I bambini ed i giovani di età inferiore ai 20 anni hanno infatti una suscettibilità a contrarre l’infezione pari a circa la metà rispetto agli adulti e, oltre ad essere molto spesso asintomatici, presentano quadri clinici comunque molto meno severi (e più spesso a carico del tratto gastrointestinale) con una prognosi nettamente migliore ed una letalità decisamente inferiore rispetto agli adulti.
Un gruppo italiano di ricercatori coordinati da Roberto Berni Canani, professore di Pediatria dell’Ateneo Federico II e Principal Investigator del CEINGE-Biotecnologie Avanzate, ha svelato la causa di queste differenze. Lo studio è stato pubblicato sulla rivista “Frontiers in Pediatrics 2021 – Age-related differences in the expression of most relevant mediators of SARS-CoV-2 infection in human respiratory and gastrointestinal tract”
Gli studiosi hanno analizzato i campioni biologici ottenuti dalle alte vie del respiro e dall’intestino di bambini e adulti sani ed hanno dimostrato che una molecola, la Neuropilina 1, nel tessuto epiteliale nasale dei bambini è molto meno espressa.

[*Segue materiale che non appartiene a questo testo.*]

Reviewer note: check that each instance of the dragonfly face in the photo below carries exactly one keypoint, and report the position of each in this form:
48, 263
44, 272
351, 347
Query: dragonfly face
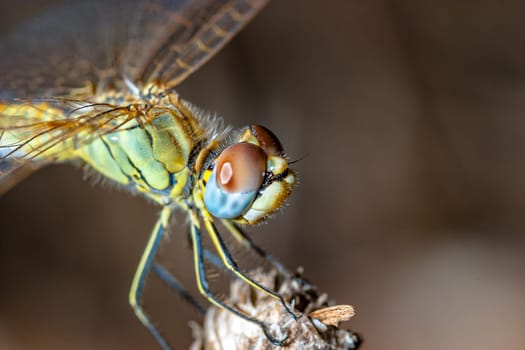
248, 180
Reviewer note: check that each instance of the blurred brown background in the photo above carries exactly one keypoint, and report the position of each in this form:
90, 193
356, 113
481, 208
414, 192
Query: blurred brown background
411, 117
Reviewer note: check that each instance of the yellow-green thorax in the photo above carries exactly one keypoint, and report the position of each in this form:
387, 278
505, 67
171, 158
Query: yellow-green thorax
150, 153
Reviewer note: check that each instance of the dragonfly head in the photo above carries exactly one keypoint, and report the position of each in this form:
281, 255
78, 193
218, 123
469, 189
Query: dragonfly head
250, 179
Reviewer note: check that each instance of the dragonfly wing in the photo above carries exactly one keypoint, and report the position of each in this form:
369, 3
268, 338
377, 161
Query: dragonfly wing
186, 35
13, 172
94, 46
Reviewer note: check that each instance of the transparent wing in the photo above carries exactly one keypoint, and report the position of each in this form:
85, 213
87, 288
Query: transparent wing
97, 44
57, 70
187, 35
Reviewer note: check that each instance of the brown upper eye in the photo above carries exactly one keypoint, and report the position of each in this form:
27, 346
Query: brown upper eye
241, 168
268, 141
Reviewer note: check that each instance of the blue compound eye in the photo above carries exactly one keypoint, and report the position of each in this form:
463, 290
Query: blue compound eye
235, 180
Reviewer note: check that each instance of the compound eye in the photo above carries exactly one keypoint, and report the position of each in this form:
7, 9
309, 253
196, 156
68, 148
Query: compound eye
268, 141
240, 168
235, 180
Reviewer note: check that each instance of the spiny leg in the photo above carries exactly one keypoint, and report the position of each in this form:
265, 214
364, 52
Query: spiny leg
246, 241
146, 262
202, 282
230, 263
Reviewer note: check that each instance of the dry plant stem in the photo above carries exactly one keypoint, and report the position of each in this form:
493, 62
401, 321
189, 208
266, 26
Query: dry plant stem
223, 330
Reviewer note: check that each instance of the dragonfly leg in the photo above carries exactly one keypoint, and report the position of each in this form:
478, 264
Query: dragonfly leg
203, 286
146, 262
231, 265
174, 284
246, 241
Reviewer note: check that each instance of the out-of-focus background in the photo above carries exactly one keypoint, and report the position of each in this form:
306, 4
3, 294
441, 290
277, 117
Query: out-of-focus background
411, 115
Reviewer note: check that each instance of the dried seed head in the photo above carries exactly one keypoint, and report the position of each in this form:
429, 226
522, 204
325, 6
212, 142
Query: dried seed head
223, 330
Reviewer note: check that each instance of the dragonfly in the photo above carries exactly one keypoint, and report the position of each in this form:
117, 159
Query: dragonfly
95, 83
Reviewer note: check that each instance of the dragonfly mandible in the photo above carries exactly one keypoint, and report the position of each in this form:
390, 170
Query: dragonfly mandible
94, 82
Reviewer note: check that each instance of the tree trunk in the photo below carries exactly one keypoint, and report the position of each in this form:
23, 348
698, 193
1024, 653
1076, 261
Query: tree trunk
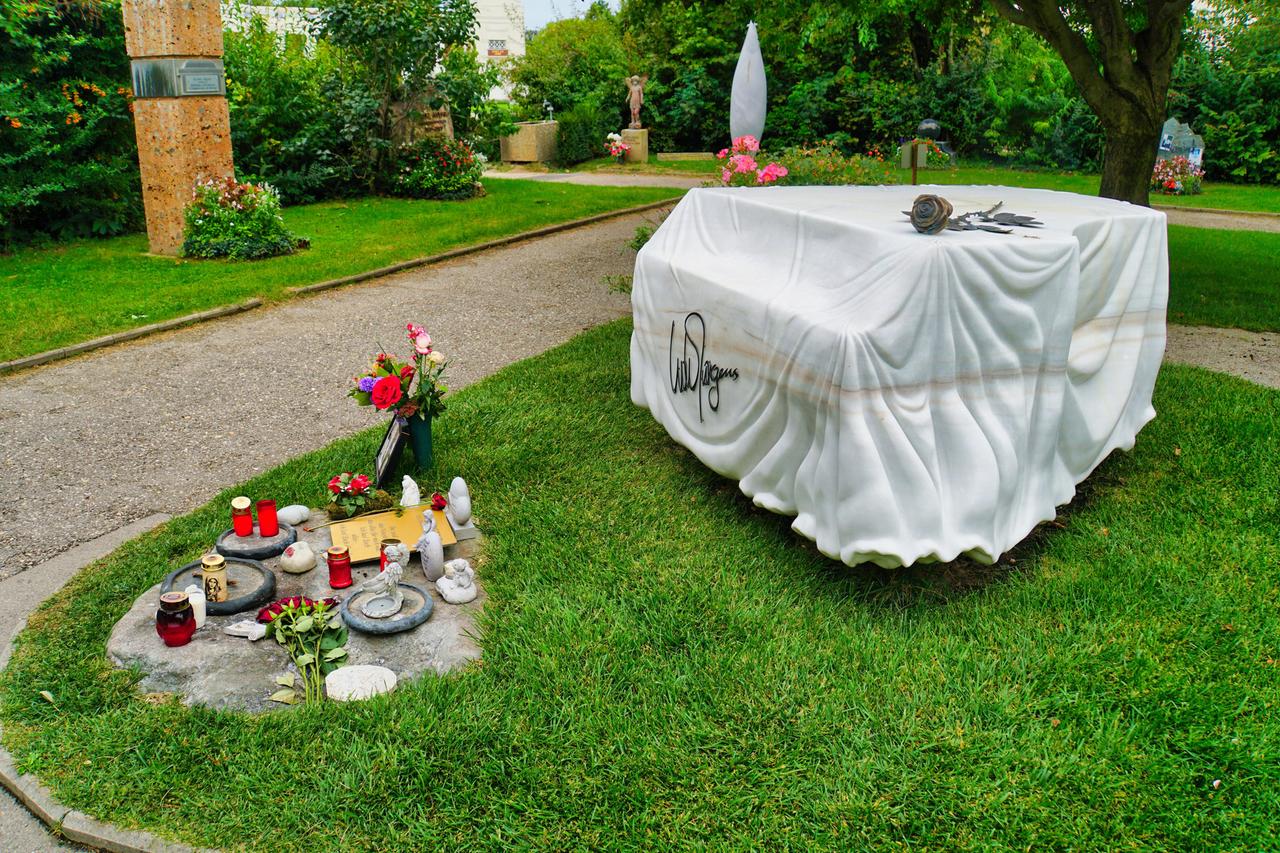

Si tratta di un recettore in grado di potenziare l’entrata del virus SARS-CoV2 nelle cellule e la diffusione nell’organismo. La Neuropilina1 ha un ruolo cruciale nel consentire l’attacco al recettore ACE-2 con cui la proteina spike del Coronavirus si lega per entrare nelle cellule dell’ospite.
Rammentiamo che il virus SARS-CoV-2 fa parte dell’ampia famiglia dei Coronavirida.
I virioni, appartenenti a questa famiglia, hanno un diametro medio di circa 100-160 nm, sono pleiomorfi e rivestiti da pericapside. Sono così chiamati per la presenza, sul pericapside, di spicole molto evidenti che sembrano formare una “corona” intorno alla particella virale, nota anche come proteina SPIKE.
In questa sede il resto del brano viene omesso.